Generally, our feet move in a neutral motion, called pronation; sometimes our feet over-pronate or supinate. When our feet over-pronate or supinate, injuries are most likely to occur.
- Achilles tendonitis (inflammation of the achilles tendon)
- Arch pain
- Knee pain
- Rigid big toe and sesimoiditis (inflammation of tendon running over the sesimoid bones in your feet)
- Hip and lower back pain
- ITB syndrome
- Plantar Faciitis (inflammation of the facia of the plantarflexors in the foot)
- Achilles tendonitis
So, what does pronation, over-pronation and supination look like? And, how can one tell if one is neutral, over-pronating, or supernating?
Ever listened to your grandparents or parents talk about their experiences as a kid, and you learn an ounce of a lesson from their experiences? Well, your old running shoes tell a similar story…

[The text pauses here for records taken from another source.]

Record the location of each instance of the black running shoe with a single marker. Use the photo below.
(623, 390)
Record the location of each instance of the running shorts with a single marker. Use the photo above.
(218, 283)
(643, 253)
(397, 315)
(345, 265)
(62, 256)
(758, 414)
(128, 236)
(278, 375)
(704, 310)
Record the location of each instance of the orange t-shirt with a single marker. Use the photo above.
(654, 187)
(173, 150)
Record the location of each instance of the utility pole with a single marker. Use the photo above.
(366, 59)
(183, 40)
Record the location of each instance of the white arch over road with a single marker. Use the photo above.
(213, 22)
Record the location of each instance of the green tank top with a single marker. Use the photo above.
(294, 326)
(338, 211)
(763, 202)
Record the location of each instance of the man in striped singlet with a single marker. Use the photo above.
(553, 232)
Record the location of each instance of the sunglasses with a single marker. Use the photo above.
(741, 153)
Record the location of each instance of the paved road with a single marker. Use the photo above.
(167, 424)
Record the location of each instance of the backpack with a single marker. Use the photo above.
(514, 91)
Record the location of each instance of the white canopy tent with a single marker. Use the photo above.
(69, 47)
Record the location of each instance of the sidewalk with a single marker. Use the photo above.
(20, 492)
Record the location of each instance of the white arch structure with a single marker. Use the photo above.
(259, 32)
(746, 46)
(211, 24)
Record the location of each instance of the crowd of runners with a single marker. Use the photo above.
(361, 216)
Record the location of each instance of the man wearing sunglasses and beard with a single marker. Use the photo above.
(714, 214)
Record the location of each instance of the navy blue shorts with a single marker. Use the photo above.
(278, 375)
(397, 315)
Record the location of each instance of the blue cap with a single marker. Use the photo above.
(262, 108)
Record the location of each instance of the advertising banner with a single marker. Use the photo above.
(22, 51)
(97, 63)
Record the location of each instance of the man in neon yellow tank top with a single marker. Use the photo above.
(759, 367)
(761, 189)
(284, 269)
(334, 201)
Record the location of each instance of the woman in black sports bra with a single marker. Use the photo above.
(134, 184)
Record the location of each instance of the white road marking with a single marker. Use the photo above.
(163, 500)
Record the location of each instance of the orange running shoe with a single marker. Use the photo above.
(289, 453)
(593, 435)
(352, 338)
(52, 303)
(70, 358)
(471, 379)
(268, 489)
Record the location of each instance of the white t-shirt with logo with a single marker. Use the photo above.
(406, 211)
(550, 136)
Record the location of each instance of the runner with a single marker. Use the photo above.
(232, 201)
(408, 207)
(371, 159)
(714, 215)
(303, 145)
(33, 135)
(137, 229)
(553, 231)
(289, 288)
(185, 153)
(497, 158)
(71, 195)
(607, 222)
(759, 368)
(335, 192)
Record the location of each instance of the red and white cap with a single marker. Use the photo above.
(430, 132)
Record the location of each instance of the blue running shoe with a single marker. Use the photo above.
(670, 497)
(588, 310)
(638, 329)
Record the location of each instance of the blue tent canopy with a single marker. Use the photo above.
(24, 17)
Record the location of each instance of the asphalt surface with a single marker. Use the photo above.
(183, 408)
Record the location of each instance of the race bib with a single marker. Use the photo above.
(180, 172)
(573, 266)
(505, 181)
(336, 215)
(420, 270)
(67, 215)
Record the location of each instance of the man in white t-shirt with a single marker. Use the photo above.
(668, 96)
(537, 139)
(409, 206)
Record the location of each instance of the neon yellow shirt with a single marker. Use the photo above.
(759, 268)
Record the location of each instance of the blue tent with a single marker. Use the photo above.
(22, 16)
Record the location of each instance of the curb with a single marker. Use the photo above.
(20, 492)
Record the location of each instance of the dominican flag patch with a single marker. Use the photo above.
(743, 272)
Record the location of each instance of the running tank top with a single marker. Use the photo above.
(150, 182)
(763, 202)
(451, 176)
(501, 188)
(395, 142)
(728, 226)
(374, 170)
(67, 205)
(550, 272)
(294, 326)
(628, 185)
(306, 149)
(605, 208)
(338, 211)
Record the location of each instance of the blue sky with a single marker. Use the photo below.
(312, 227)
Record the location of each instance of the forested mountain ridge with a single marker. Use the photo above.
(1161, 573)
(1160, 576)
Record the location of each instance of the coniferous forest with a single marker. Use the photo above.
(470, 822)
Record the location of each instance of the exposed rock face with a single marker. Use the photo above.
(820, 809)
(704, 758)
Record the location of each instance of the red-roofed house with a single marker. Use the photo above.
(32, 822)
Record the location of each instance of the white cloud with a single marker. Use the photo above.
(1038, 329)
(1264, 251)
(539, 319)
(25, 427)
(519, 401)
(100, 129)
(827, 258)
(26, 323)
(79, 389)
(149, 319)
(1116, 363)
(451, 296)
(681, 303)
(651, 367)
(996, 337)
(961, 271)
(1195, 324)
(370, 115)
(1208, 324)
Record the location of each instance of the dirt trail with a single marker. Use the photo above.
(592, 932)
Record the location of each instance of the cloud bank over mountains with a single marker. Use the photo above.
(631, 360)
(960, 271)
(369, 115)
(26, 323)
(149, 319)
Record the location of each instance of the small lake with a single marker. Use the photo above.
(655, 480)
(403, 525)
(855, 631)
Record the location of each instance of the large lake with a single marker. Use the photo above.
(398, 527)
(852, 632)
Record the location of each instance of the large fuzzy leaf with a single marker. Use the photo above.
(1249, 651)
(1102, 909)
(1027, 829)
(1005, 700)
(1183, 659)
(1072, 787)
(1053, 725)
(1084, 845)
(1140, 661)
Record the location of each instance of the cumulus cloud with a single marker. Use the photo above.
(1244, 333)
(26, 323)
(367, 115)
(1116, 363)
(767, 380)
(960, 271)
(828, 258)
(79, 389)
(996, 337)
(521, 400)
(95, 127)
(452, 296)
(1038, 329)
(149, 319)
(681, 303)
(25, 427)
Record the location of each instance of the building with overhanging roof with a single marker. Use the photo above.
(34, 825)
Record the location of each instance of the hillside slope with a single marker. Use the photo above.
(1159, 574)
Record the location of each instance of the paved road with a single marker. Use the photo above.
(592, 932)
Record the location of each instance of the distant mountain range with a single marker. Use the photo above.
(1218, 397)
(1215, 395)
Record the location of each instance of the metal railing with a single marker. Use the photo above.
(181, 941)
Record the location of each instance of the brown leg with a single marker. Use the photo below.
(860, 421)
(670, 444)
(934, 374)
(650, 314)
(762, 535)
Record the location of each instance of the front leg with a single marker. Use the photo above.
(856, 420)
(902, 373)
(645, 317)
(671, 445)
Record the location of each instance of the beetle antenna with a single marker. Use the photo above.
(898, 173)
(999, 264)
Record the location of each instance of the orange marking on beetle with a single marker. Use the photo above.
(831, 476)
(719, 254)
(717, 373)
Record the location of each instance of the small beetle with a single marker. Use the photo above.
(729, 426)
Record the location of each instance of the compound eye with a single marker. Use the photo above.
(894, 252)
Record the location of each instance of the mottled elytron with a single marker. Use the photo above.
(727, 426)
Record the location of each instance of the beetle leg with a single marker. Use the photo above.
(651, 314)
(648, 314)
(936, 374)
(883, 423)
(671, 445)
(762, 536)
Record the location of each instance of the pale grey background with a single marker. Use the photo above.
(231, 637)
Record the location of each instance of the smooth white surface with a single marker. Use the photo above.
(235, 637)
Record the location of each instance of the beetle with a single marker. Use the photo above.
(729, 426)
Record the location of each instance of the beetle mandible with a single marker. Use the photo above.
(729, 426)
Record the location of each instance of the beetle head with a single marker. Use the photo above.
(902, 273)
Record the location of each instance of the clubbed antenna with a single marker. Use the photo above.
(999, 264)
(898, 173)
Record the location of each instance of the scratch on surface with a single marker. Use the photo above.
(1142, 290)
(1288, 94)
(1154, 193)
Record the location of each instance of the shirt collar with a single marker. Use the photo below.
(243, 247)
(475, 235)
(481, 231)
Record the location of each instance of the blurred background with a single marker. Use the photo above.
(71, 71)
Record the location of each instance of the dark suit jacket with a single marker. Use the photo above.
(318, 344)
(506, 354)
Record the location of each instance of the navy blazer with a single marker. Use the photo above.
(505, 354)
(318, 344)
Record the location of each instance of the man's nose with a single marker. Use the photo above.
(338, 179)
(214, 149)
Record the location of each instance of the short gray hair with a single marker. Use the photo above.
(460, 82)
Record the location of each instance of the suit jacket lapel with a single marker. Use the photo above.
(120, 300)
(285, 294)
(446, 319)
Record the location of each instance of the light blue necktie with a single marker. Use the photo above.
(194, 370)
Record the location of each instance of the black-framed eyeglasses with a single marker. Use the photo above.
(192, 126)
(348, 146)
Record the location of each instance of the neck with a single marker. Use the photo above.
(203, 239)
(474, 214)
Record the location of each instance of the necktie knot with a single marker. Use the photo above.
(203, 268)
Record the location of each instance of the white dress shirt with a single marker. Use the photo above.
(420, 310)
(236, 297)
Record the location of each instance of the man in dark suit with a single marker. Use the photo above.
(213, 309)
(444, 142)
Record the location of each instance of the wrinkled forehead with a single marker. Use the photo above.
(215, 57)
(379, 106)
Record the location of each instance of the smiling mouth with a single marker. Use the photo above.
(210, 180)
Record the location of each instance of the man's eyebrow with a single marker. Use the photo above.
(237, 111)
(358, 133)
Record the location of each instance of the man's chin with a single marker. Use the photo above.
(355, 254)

Some of you may already be running and are due for new running shoes, and may be wondering, “I’ve been happy with my shoes so far, do I really need new ones?”. Yes, but no :). The reason for the Yes – you should be replacing your running shoes every 300 to 500 miles (482 to 805 km); however, this does vary according to each person. It is dependent on the persons build, running style and training load. But in general, the closer you get to 300 miles (482 km) start breaking in a new pair. Why did I say no? well it’s simple: “why fix something if it’s not broken” – not literally, what I am implying is, if the shoe that you’ve been running in has caused you no problems, keep going back to the same brand, make and model of the shoe, if you know you’re going to be doing high mileage, buy the same shoe twice :). Sometimes the make and model may no longer be on the shelves in the shops, then go for the updated version of said shoe – don’t jump brands because you like how they look. Although we are only human and are attracted by pretty colours, please don’t choose a shoe based on that.
Although running could be considered a “cheaper” sport – you will need to pay a little extra for a good pair of running shoes, and if you get caught up in the fitness watches trend, it can become quite an expensive endeavour. But the health benefits of running are so immense that it sort of makes it a little easier to buy the running shoes ;). So what are these health benefits… well I’ll cover these another time :).
If you are still uncertain, go to your local running shoe store to find out if they do video analysis. I can provide personal accounts for two places in KZN, namely Durban Runner and Poobie Naidoos (PMB), the guys that work there are truly “jacked up” and know their stuff – quite a few are runners themselves – and are very clued up in giving you the best advice to find the right shoe for you.